Anchorage, a South Dakota-based trust fund, is one of the 21 founding chartered members of the Libra Association, the non-profit organization that will oversee the project. Rounds described the project as an example of a technological advancement that he feels is needed to aid US consumers. “Technologies like Libra … have the potential to help unbanked and underbanked consumers right here at home […] It would be unfortunate to shun a new solution that could connect more of the most vulnerable Americans to our financial services system,” wrote Rounds.

Rounds also emphasized his belief in the importance of Congressional regulation of Libra and said he supports expanding US anti-money laundering law to cover cryptocurrency, but he was critical of the “archaic and inflexible nature of our regulatory and legal system” that drives companies to incorporate internationally.

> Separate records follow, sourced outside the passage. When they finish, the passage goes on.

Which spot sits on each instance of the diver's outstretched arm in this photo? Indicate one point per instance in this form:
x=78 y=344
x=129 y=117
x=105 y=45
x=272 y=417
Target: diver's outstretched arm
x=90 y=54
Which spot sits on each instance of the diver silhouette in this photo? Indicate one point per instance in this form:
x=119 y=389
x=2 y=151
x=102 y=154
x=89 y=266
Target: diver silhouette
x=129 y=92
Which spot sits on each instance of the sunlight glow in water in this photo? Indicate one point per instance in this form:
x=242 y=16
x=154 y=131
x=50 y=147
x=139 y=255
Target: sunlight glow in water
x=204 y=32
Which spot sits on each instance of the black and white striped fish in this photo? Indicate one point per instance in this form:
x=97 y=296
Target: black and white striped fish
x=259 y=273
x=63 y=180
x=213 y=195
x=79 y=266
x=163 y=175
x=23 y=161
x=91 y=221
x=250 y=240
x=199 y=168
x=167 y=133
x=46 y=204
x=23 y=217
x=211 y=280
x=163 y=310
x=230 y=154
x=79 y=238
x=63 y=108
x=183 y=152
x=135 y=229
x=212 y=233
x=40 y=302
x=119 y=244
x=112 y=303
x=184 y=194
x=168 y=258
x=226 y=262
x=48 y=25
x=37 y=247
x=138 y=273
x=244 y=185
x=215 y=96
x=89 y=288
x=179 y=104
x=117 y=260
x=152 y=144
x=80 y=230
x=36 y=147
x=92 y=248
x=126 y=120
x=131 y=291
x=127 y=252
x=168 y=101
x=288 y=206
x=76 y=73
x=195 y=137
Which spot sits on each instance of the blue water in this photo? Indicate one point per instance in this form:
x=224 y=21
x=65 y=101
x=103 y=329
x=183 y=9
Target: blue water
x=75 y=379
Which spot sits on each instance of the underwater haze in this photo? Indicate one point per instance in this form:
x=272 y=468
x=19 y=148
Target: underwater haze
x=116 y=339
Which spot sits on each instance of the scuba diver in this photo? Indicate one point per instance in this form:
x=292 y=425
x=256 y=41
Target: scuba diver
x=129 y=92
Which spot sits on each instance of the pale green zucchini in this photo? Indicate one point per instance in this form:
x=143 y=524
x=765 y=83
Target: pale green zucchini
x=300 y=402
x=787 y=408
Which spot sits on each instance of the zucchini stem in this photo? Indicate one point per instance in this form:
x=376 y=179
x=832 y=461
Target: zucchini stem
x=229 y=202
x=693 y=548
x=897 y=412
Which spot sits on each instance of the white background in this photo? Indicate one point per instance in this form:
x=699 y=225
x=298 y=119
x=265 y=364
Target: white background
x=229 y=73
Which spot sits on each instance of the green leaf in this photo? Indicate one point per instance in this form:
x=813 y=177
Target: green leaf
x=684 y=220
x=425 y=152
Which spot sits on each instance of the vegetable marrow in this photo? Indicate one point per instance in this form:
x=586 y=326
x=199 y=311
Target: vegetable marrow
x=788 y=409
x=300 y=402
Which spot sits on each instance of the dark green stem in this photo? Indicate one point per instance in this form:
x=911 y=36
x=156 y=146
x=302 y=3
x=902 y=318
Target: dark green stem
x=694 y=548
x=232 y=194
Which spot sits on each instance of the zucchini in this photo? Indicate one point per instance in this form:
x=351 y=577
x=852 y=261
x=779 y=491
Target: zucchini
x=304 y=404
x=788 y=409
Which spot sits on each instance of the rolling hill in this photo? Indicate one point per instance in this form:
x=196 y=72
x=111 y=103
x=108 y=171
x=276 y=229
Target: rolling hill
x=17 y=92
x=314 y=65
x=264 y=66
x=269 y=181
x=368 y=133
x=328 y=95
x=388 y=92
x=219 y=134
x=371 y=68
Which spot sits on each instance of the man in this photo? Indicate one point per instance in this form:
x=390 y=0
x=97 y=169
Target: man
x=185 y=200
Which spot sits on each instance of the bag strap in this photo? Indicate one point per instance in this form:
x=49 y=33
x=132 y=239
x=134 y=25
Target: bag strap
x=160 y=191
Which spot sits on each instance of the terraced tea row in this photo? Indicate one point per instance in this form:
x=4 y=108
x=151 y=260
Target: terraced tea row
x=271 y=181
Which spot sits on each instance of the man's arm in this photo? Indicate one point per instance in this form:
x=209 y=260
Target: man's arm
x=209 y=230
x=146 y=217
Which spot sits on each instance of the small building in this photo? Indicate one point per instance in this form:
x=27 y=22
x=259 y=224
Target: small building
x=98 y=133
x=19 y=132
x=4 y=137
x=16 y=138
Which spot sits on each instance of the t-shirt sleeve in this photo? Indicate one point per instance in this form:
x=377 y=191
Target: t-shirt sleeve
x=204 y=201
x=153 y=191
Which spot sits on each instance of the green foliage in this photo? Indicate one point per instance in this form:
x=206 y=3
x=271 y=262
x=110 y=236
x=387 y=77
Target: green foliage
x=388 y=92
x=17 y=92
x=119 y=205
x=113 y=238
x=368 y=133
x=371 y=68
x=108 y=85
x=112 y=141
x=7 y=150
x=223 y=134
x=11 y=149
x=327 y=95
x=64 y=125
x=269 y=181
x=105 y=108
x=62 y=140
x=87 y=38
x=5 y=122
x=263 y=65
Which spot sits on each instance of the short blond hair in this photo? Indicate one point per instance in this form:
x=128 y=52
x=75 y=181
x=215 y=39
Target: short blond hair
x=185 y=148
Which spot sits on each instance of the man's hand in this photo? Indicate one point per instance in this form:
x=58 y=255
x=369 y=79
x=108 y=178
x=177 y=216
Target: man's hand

Rounds also described the negative reaction to Libra as “puzzling” and claimed that there is no legal way to define a cryptocurrency as a security, due to the fact the Securities Act of 1933 is outdated.

>> Huobi Intends to Open Fiat Gateway with Lira-Tether in Turkey

It is an interesting stance from Rounds, although undoubtedly motivated by the backing of a major trust fund located in his home state. However, it will be interesting to see if Rounds’ support of Libra leads to more politicians going against the grain and also voicing their support for the project. Mark Zuckerberg is due to defend Libra before congress at a meeting of the House Financial Services Committee next Wednesday, which will be chaired by one of its staunchest critics, Democrat Representative Maxine Waters of California.